Le digital Un pied-de-nez humaniste à l’impensé du numérique
- Publication type: Journal article
- Journal: Études digitales
2016 – 1, n° 1. Le texte à venir - Author: Loty (Laurent)
- Pages: 253 to 254
- Journal: Digital Studies
Le digital
Un pied-de-nez humaniste
à l’impensé du numérique
Les mots nous empêchent parfois d’autant plus de penser, que nous croyons penser grâce à eux. La meilleure manière de ne pas les employer aveuglément est d’enquêter sur les choix sémantiques du passé qu’ils transmettent avec eux1.
J’ai d’abord jugé que « digital » sonnait comme une soumission à l’impérialisme de l’anglais, et qu’il importait peu de rappeler que les doigts sont les premiers instruments pour compter. Mais plutôt que d’avoir un pied-de-nez, je préfère en faire un, et si possible à plusieurs mains, avec toute l’équipe des Études digitales.
« Digital » est emprunté à l’anglais en 1961 pour qualifier ce qui utilise un système d’information à caractère numérique. L’adjectif vient de « digit », qui signifie « chiffre », parce qu’il désigne le doigt. Cependant « digital » est aussi un vieux mot français emprunté au latin en 1732, dans l’Exposition anatomique de la structure du corps humain de Jacques-Bénigne Winslow.
Pourquoi préférer ce « digital », qui est le fruit d’échanges complexes entre le français et l’anglais à partir du latin, plutôt que ce « numérique », dérivé savant de « numerus », nombre en latin, et entré dans notre langue en 1616 ?

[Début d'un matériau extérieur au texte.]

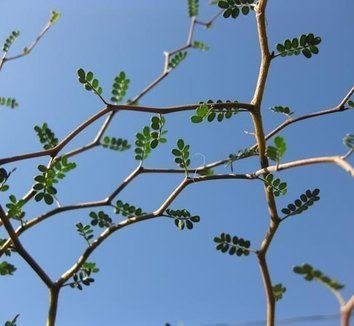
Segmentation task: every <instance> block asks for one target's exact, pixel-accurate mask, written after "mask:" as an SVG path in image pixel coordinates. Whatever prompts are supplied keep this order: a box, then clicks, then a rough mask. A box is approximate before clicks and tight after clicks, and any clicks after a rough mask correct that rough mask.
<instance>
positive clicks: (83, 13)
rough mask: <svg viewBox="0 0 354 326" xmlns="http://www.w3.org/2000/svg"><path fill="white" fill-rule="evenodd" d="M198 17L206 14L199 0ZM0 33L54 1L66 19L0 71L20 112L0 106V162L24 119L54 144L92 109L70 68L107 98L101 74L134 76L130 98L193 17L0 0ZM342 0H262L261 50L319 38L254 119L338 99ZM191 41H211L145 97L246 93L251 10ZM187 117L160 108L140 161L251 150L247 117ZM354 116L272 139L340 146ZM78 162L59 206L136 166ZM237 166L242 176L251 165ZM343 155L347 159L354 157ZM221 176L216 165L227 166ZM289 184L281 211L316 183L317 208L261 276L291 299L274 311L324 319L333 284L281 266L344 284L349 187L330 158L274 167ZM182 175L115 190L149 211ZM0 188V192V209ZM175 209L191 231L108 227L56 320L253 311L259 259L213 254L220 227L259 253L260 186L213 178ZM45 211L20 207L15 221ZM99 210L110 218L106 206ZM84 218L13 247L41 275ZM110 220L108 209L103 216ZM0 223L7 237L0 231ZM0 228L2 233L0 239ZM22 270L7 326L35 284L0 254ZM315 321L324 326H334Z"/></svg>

Pour ne pas oublier, à l’heure où les empreintes digitales sont numérisées, que le numérique est lui-même d’origine digitale, et que les techniques ne doivent pas virer à l’anti-humanisme. Pour rappeler que le chiffre, la mathématique et l’informatique sont d’origine humaine, et avec eux les logiciels, les moteurs de recherche ou les réseaux. Tout comme le savoir anatomique, autre conquête de l’humanisme avec 254l’imprimerie. Les techniques sont humaines, et leurs usages doivent le demeurer. L’enjeu majeur de la culture dite numérique est qu’elle soit une chance pour le développement de l’humanisme. Pour cela, mon petit doigt me dit qu’il vaut mieux savoir que le corps et l’esprit humains sont derrière la machine à calculer programmable, que le fait de computer (néologisme de Montaigne pour calculer) ne peut se passer d’un ordinateur (mot forgé en 1491 pour désigner celui qui institue quelque chose, qui met en ordre).
Les « humanités numériques » (« digital humanities ») sont des programmes de numérisation. Cette digitalisation n’est pas une fin en soi. En amont comme en aval, il y a des humains qui savent compter sur leurs doigts et qui, si on leur fait croire que les machines comptent toutes seules, doivent se moquer des mystificateurs, numériques ou digitaux, et leur faire un beau pied-de-nez.